Scenario Two is much more achievable: To have read at least one of the nominated books, and thus be allowed to hold forth, loudly, about how the one you bothered to buy should totally win the award in question (or, was such a pile of crap that it should never have been nominated).

Scenario Three is the nicest of all: To see a book you genuinely loved on the list, and for that book to actually win. That’s what happened to me when Zoo City won the Arthur C Clarke Award last year, and I got to feel smug and proud despite having had nothing to do with the book. You hear that? A way to feel smug and proud without having to do anything except read a book. Don’t tell me you’re not impressed by that.

Right now, with the nominee list for the 2012 Arthur C Clarke Award not yet announced, having an opinion about last year’s winner is the best you can do. So, get thee to a bookshop and swot up fast. Here are some of my favourite things about Beuke’s book.

1 The concept of being animalled. In Beuke’s world, criminals have a permanent reminder of their crime, an animal who is linked to them for life. The tether between person and animal is strong, and separation is unbearable. It’s a cool, visual conceit, and something that’s not vampires. (Or werewolves). Something original. Phew.

Now that those with a less than pristine past can be identified with just a glance, the animalled are quickly ostracised. Let’s face it, excluding people who are different is something humans have always been good at. The suburbs become gated communities, and the Zoo City of the title is slang for where the cons and their critters reside.

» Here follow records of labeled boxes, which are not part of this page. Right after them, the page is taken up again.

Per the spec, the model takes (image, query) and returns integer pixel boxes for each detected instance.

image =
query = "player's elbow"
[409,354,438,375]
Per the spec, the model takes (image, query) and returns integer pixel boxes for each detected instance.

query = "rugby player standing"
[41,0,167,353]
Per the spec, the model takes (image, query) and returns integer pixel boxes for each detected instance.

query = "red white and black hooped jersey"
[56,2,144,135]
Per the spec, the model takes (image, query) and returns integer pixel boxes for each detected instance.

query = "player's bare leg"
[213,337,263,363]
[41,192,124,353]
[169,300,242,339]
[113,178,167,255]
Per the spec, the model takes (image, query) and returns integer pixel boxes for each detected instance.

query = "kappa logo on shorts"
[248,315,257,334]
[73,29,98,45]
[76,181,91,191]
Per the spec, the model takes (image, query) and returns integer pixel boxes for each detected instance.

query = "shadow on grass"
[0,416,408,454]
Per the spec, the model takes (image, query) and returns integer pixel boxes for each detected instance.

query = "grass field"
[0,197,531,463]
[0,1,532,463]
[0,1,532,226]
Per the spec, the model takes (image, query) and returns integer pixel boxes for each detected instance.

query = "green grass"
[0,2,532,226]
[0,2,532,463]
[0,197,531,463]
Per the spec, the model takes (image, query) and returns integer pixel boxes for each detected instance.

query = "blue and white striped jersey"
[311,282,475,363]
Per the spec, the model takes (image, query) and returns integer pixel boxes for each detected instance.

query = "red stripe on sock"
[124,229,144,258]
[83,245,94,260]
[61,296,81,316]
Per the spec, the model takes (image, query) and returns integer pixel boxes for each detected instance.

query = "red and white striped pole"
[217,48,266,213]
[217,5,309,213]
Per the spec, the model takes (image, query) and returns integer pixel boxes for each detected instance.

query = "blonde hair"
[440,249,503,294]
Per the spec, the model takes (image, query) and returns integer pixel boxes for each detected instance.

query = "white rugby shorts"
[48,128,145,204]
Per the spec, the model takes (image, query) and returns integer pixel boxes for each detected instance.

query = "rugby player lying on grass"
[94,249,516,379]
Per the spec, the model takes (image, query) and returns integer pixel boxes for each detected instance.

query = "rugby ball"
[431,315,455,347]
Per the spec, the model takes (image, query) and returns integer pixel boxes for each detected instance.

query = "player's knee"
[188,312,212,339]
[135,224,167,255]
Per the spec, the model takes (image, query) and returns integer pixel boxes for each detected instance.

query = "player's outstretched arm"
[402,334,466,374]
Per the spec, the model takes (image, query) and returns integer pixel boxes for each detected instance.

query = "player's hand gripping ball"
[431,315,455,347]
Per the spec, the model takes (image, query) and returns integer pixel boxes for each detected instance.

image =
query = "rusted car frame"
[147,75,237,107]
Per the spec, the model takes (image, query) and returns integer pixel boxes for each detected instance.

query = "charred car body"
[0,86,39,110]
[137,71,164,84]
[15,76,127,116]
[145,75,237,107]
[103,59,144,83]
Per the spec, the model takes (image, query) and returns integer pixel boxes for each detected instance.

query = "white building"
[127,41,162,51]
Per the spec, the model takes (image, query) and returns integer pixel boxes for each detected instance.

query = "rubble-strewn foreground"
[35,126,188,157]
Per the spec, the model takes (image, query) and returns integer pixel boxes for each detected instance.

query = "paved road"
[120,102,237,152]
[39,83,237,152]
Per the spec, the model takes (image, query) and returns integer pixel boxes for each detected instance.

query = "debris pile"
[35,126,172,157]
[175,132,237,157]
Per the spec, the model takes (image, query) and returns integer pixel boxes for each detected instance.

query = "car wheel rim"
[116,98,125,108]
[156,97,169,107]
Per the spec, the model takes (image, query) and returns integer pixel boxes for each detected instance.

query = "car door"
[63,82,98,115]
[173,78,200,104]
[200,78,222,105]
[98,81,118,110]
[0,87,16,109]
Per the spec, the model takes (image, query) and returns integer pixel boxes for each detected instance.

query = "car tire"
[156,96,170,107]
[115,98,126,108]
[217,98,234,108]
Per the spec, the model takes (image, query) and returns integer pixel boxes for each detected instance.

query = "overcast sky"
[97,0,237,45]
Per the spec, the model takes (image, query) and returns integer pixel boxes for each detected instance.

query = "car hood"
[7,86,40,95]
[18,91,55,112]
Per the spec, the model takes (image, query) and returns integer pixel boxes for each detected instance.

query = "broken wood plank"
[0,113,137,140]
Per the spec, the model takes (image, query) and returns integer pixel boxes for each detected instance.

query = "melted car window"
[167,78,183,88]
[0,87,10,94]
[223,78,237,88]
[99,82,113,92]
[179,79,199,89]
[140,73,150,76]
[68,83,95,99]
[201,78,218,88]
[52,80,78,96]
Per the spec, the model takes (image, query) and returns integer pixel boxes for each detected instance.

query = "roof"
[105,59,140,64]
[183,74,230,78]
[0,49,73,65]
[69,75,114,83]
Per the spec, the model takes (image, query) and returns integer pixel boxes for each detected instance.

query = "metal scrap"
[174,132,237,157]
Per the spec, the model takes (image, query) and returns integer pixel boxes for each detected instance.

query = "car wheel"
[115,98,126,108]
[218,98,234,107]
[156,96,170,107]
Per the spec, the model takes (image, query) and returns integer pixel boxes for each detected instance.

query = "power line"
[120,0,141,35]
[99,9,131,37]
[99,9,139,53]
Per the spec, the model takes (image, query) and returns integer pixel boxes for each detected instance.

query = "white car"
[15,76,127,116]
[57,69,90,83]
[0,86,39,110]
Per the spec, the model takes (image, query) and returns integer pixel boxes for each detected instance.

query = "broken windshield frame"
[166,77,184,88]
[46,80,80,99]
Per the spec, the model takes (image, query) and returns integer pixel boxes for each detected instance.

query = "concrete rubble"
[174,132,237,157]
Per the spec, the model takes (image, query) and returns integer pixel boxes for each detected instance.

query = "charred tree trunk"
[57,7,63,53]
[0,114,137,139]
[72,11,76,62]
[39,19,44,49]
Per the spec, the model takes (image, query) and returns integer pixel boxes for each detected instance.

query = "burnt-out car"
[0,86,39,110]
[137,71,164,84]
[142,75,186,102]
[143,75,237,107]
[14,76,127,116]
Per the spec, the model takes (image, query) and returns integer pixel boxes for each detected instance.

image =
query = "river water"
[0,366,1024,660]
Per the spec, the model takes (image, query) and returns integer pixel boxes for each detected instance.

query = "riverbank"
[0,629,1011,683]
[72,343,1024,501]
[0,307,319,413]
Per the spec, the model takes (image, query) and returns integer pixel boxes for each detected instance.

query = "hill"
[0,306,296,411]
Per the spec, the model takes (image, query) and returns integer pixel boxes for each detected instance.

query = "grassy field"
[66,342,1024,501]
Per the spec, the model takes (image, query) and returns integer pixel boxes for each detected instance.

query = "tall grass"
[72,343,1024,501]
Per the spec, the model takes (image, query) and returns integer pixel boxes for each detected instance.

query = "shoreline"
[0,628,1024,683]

2 Urban grittiness. I like urban fantasy when it shows me streets that are real. Streets that have dirt and junkies on them, litter and blood. When she came out of prison with a Sloth on her shoulders, no one would rent Zinzi a place anywhere nice, and in fact she kinda liked the broken down tenement she found in the Zoo City ghetto. It was dirty, and crowded, and noisy – just like prison. The scenes in the downtown slums are easy to visualise and are always believable, uncomfortably so. The detail makes the magic and the noir elements feel very real.

3 Zinzi December. What a name, what a woman. Here’s a female lead, written by a female author, winning a SF prize in a year where everyone shouted a lot (a lot) about there being a lack of female SF authors these days. Zinzi is the kind of heroine I like – cynical, clever, with healthy disregard for authority. Her downward spiral is in the spotlight, not her love life. No, she’s not proud of what she’s done, or what she does now. And nor should she be. She stays away from the drugs these days, but is involved in some dodgy internet scams to pay the bills and has no legit alternatives to turn to instead.

4 The pop culture. Like the slums, Lauren gets this right. Remember I said there were no legit alternatives for Zinzi? Well, what if she uses her natural talent to help out some bad people, and earns enough to stop hustling for a while? People with animals also have a magical talent, a shavi, and Zinzi’s talent is finding lost things. Keys, love letters, toys, jewellery. She could find bigger stuff, yes, but she prefers to stick to the easy stuff. Less trouble that way. She advertises her services to find things people have lost, and attracts the attention of a pop mogul who’s lost his teen singer. She should know better than to get involved – the darkness surrounding the case is palpable – but the money and the armed heavies make it hard to walk away.

So she takes the job, to find a lost teen idol, a cookie-cutter cutie who is adored for her innocent image. She’s a beauty, an angel, a role model. And she needs to be found before the media discovers her disappearance and infers anything sordid. The gossip magazine culture and the fake saccharine pop stars are perfectly done, and excerpts from YouTube style web pages (complete with comments), song lyrics and tabloid columns are slipped neatly between the chapters.

Bonus Scenario Four: being able to say that none of this year’s list are as good as last year’s winner. Read this now and you still have a chance to enjoy this scenario.